Doordat de tussenkomst van het OCMW inzake het referentieadres een specifieke vorm van maatschappelijke dienstverlening is, dient verwezen te worden naar de bevoegdheidsregels van de wet van 2 april 1965 betreffende het ten laste nemen van de steun verleend door de openbare centra voor maatschappelijk welzijn.

    De bepaling van het bevoegde OCMW zal verschillen naargelang de toepasselijke bevoegdheidsregel.

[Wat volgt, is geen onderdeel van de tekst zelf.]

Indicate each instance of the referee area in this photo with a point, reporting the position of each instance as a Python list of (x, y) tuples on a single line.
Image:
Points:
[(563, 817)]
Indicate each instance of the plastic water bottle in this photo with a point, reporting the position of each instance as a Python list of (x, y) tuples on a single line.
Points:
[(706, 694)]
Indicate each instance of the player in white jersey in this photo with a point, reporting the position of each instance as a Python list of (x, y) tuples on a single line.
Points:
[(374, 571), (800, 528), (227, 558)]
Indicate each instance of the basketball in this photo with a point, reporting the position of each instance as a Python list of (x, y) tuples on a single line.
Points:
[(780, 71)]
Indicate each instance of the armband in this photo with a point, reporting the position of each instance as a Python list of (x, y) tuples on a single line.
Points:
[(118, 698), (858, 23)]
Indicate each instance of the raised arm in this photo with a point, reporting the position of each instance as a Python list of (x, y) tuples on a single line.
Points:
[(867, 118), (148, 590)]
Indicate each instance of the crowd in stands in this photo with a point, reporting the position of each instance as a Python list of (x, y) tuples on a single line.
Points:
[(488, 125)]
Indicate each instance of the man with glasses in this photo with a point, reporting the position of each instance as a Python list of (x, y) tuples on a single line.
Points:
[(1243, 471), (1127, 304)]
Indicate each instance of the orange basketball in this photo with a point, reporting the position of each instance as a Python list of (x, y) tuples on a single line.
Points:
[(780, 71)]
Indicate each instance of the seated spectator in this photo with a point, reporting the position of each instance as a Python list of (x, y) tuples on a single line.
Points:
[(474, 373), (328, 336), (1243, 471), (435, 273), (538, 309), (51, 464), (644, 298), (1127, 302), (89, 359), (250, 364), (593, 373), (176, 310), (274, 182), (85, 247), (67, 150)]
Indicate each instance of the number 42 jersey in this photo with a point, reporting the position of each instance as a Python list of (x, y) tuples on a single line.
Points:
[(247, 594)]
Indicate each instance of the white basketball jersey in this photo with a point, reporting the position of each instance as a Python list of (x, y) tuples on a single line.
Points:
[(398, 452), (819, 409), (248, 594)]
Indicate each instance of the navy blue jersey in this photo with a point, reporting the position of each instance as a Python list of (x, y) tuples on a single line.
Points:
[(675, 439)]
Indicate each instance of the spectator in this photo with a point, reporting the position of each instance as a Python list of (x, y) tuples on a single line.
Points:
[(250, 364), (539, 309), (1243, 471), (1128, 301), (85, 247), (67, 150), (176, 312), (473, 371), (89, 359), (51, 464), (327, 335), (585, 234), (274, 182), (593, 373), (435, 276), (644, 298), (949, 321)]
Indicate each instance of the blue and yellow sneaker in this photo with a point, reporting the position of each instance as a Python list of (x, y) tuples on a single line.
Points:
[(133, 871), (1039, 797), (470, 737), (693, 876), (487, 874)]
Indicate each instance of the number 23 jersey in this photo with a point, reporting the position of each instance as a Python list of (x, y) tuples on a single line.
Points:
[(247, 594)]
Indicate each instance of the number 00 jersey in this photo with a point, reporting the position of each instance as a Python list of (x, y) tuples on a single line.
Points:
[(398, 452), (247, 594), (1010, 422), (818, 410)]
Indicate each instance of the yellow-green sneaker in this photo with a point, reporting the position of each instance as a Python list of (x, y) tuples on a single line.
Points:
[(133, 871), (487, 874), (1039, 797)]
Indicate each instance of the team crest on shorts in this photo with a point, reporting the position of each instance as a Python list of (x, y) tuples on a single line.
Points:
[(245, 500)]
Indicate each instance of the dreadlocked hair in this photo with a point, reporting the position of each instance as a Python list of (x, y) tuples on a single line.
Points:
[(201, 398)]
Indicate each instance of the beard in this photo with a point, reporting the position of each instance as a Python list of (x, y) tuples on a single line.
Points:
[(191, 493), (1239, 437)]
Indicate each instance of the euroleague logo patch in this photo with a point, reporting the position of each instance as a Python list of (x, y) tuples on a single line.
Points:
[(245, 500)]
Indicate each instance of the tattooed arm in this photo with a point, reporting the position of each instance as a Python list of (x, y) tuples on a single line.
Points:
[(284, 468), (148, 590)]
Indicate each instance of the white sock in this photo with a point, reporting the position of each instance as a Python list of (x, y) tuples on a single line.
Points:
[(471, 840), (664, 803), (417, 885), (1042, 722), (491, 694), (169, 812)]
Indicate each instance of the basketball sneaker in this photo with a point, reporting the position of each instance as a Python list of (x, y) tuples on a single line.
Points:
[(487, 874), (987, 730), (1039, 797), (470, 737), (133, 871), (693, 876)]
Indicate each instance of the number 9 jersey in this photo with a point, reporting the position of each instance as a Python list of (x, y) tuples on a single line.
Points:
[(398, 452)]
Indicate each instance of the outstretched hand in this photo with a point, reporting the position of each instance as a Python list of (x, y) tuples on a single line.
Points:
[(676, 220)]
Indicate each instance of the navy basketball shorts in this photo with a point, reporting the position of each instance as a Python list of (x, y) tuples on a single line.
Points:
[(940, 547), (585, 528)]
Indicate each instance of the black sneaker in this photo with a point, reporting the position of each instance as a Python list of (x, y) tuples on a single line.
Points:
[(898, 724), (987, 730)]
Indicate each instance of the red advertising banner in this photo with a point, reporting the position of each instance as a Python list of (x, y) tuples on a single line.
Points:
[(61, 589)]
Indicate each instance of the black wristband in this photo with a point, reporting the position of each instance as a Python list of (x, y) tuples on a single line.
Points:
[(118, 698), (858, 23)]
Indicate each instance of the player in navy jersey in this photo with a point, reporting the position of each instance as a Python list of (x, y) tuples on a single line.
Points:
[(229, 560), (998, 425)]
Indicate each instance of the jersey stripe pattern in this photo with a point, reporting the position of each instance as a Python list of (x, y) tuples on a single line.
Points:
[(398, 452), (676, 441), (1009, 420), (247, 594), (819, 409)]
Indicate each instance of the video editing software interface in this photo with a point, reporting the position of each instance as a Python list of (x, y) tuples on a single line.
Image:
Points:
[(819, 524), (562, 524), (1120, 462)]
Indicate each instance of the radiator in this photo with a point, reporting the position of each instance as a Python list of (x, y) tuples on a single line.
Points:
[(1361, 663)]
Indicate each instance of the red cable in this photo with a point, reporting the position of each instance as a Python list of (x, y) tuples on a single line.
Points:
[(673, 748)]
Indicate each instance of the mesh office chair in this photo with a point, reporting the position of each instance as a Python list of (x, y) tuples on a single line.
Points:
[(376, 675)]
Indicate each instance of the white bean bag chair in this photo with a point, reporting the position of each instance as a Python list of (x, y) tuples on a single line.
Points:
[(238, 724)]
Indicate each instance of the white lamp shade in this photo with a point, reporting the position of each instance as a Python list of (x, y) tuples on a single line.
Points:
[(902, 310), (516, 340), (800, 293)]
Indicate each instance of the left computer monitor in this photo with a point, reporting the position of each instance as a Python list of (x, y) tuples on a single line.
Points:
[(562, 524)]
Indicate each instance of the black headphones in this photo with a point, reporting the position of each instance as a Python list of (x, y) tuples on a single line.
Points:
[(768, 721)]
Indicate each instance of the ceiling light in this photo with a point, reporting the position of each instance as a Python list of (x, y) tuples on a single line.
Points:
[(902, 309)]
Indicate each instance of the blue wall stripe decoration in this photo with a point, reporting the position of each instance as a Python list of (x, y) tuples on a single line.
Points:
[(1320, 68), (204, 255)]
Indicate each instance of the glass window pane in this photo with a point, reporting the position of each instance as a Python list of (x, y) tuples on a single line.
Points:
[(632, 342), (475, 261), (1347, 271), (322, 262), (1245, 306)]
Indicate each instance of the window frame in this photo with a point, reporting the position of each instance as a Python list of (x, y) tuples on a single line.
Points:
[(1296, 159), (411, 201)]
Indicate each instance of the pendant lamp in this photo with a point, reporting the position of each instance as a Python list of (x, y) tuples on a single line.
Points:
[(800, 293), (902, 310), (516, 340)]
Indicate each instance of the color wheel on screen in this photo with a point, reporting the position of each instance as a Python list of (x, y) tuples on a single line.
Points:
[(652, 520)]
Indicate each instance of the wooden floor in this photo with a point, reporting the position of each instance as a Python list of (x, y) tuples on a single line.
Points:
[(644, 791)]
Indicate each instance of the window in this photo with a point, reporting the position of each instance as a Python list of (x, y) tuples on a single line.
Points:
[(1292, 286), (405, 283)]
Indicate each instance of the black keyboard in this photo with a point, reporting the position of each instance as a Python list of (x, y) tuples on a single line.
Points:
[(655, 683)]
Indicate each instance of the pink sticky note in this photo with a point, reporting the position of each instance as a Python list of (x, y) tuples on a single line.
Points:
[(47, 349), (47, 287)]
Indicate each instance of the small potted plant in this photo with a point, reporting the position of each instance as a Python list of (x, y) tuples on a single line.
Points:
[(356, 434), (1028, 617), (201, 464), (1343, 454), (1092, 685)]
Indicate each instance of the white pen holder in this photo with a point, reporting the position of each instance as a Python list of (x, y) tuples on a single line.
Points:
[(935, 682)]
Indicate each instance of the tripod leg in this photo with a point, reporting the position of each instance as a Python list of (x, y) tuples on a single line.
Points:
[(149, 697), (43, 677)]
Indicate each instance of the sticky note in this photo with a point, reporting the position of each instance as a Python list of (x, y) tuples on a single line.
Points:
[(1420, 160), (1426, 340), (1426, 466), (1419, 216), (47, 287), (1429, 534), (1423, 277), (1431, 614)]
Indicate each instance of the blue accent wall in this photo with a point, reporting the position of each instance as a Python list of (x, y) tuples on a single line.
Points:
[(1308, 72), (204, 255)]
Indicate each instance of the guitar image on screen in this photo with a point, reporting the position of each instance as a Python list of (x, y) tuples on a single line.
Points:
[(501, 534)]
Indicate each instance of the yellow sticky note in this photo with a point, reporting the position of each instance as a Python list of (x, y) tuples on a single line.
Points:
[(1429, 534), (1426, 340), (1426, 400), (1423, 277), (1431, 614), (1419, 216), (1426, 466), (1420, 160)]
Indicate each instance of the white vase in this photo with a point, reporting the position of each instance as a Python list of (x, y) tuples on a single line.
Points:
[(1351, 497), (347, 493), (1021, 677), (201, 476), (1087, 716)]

    Overeenkomstig de bevoegdheidsregel van de dakloze is het bevoegde OCMW dat van de gemeente waar de dakloze zijn feitelijke verblijfplaats heeft op de datum van de steunaanvraag, behoudens uitzonderingen.

    In geval van een aanvraag tot een referentieadres bij een natuurlijke persoon, is het adres van deze natuurlijke persoon dus niet bepalend voor de bevoegdheid van het OCMW.

    Wanneer een OCMW een steunaanvraag ontvangt waarvoor het zich onbevoegd acht, dient het deze aanvraag schriftelijk over te maken binnen de vijf kalenderdagen aan het volgens hem bevoegd OCMW. Binnen dezelfde termijn wordt de aanvrager hiervan in kennis gesteld.

    Wanneer dit tweede OCMW zich ook territoriaal onbevoegd verklaart, moet door dit OCMW een verzoek worden ingediend bij de POD MI om ten voorlopige titel een beslissing te nemen in dit bevoegdheidsconflict. De POD MI zal binnen de vijf werkdagen een beslissing nemen over welk OCMW deze steunaanvraag op zich dient te nemen.